Lastly when comparing the other proposed metrics, this metric does share information with the Torque-to-Mass Ratio metric. As discussed previously we feel the Torque-to-Mass Ratio metric better satisfies the Information MEC with respect to mass. Therefore the Max Torque metric provides new information about the Maximum Torque of each actuator that is not readily available from the Torque-to-Mass Ratio exclusively. Therefore the Maximum Torque metric satisfies the Information MEC and is evaluated as “Yes”
3.3 Torque-To-Mass Ratio
The joint with the greatest Torque-to-Mass Ratio is the Small TPU Fluidic Elastic Actuator with the Rubberized Rotary Elastic Chamber being the next highest with a close third of the Medium TPU Fluidic Elastic Actuators (see Figure 4). The obvious lowest is the Bead Continuum actuator, and although it has a high Max Torque, its large mass severely affects its Torque-to-Mass Ratio.
3.3.1 Design Comparison
It can be noted that as the actuators were scaled to be larger the Torque-to-Mass Ratio decreased. As is shown in Figure 3, an increase in scale from the Small to Medium and from Medium to Large results in a decrease in the Torque-to-Mass Ratio. This comparison shows how this metric satisfies the Design Comparison MEC and is therefore evaluated as “Yes”
3.3.2 Task Utility
Many applications are sensitive to the mass of the actuators used. This metric will help guide the selection of an actuator that will have the required payload while also limiting the mass of the actuator. We evaluate the Task Utility MEC as “Yes” for the Torque-to-Mass Ratio metric.

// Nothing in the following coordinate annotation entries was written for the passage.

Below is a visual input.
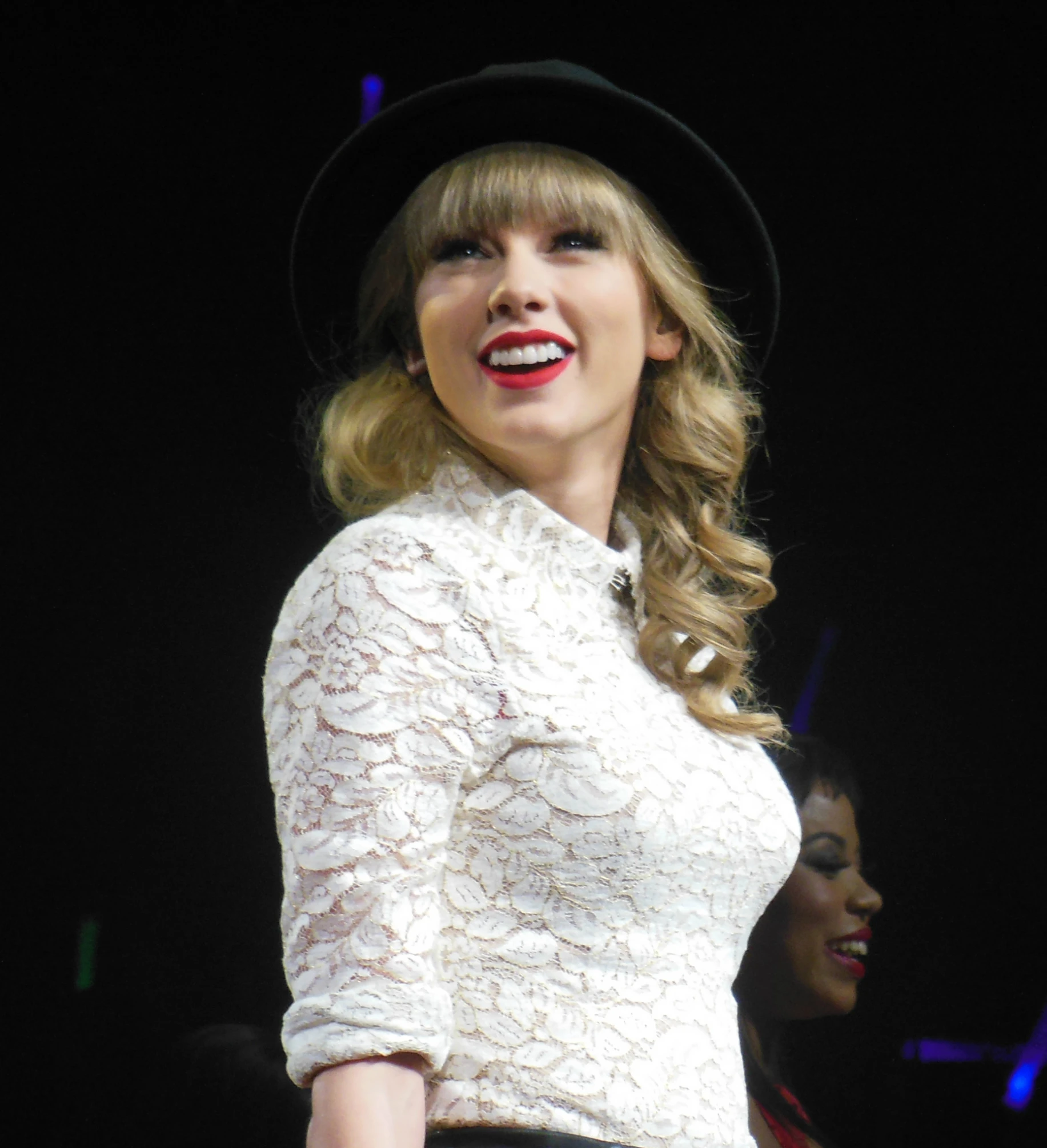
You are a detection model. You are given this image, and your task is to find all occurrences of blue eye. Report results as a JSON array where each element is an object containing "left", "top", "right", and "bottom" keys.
[
  {"left": 553, "top": 231, "right": 605, "bottom": 251},
  {"left": 433, "top": 239, "right": 483, "bottom": 263}
]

The mass, Maximum Torque and Torque-to-Mass Ratio metrics have somewhat redundant information relating to the torque output and mass of the actuators. However, to satisfy the Information MEC each metric must have new information that other metrics do not. Therefore only two of the three metrics can satisfy the Information MEC as there are two independent variables. We chose Maximum Torque and Torque-to-Mass Ratio because they are stronger candidates with respect to the other MECs. Both Maximum Torque and Torque-to-Mass Ratio can be used better for Design Comparison and Task Utility. We therefore evaluate the Information MEC as “Yes” for the Torque-to-Mass Ratio.
Figures 5, 6 show the efficiencies of all the actuators that we tested. As stated previously, we measure efficiency as the change in energy in the system as compared to the change in torque output. This correlatives to the slopes of the data found in Figures 5, 6. Because the antagonistic actuators can accept much higher input pressures (therefore containing more energy) than the Fluidic Elastic Actuators they were separated into two plots for readability.
FIGURE 6. Relationship between energy and torque for the fluidic elastic actuators (FlEA). As the size of the actuator increases the amount of efficiency of the actuator decreased.
As previously stated, the antagonistic actuators have much higher energies than the Fluidic Elastic Actuators. However, this does not mean that they are always more efficient as is shown in Table 2. The actuator with the largest efficiency that we tested is the Rubberized Rotary Elastic Chamber. Interestingly the two Continuum actuators, the Bead Continuum and Blow-molded Continuum actuators had very similar efficiencies. Of additional note is that three of the Fluidic Elastic Actuators, the Large, Medium and Small TPU Fluidic Elastic Actuators had higher efficiencies than the Fabric Rotary Elastic Chamber actuator.
3.4.1 Design Comparison
As the Fluidic Elastic Actuators were scaled up the Efficiency did not increase, but in fact decreased as seen in Figure 3. However, it does seem that there is a slight change in slope as the Fluidic Elastic Actuator was scaled from Medium to Large as compared to scaling from Small to Medium. This suggests that the efficiency may start to increase again as the size continues to increase. Additionally, the Small TPU Fluidic Elastic Actuator is essentially two times more efficient than the Small NinjaFlex Fluidic Elastic Actuator. This kind of comparison shows the importance of evaluating the type of material used for soft robot actuators and how the metrics presented enable this comparison.
As seen in Figure 5 the efficiencies for the antagonistic actuators are similar with the exception of the Fabric Rotary Elastic Chamber. The efficiency of the Fabric Rotary Elastic Chamber (REC) is less than half the efficiency of the other antagonistic actuators.
As can be seen by these comparisons, this metric satisfies the Design Comparison MEC and is evaluated as “Yes.”
3.4.2 Task Utility
Any application that has a limited supply of energy (or pressure) would consider the efficiency of an actuator when making a selection. Therefore this metric satisfies the Task Utility MEC and is evaluated as “Yes.”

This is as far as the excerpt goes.